"Is there a crypt in your church?" asked Iris, abruptly.

"No; nothing of the sort. Or—well, that is, there is a room below the main floor that could be called a crypt, I suppose, but it is never used as a chapel, or for mortuary purposes. Why?"

Iris told him of the entry in her aunt's diary stating that the collection of jewels was in a crypt, and Dr. Stephenson smiled.

"Not in my church," he said, "of that I'm positive. The basement I speak of has no hidden places nor has anybody ever concealed anything there. You may search there if you choose, but it is useless. To my mind, it sounds more like a bank vault. That might be called a crypt, if one chose so to speak of it."

"Perhaps," said Iris, disappointed at this fruitless effort. "I will go to the Industrial Bank and inquire. That is the bank where my aunt kept her money when she lived here."

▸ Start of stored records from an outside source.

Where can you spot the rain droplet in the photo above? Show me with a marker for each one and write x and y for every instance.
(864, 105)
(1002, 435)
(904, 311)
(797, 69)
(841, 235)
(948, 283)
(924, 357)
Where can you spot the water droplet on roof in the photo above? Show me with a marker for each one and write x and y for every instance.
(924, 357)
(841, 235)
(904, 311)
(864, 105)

The people at the bank were also kind and courteous, but not so much at leisure as the rector had been. They gave Iris no encouraging information. They looked up their records, and found that Mrs. Pell had had an account with them some years ago, but that it had been closed out when she left the city. There were no properties of hers, of any sort, in their custody, and no one of their vaults was rented in her name.

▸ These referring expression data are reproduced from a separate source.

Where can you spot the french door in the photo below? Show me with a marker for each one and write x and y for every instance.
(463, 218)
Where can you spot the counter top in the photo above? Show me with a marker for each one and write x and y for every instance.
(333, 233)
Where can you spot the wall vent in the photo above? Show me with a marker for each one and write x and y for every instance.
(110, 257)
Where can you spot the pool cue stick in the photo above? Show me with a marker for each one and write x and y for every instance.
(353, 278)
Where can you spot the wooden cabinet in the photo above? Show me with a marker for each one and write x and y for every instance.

They seemed uninterested in Iris' story, and after their assurances the girl went away.

Next she went to the firm of Craig, Marsden & Co., to see if she could trace the receipt that was mentioned in Mrs. Pell's will as being of importance to Winston Bannard.

A Mr. Reed attended to her errand.

"A vague description," he said, smiling, as she told him of the will. "To be sure, our books will show the name, but it will take some time to look it up."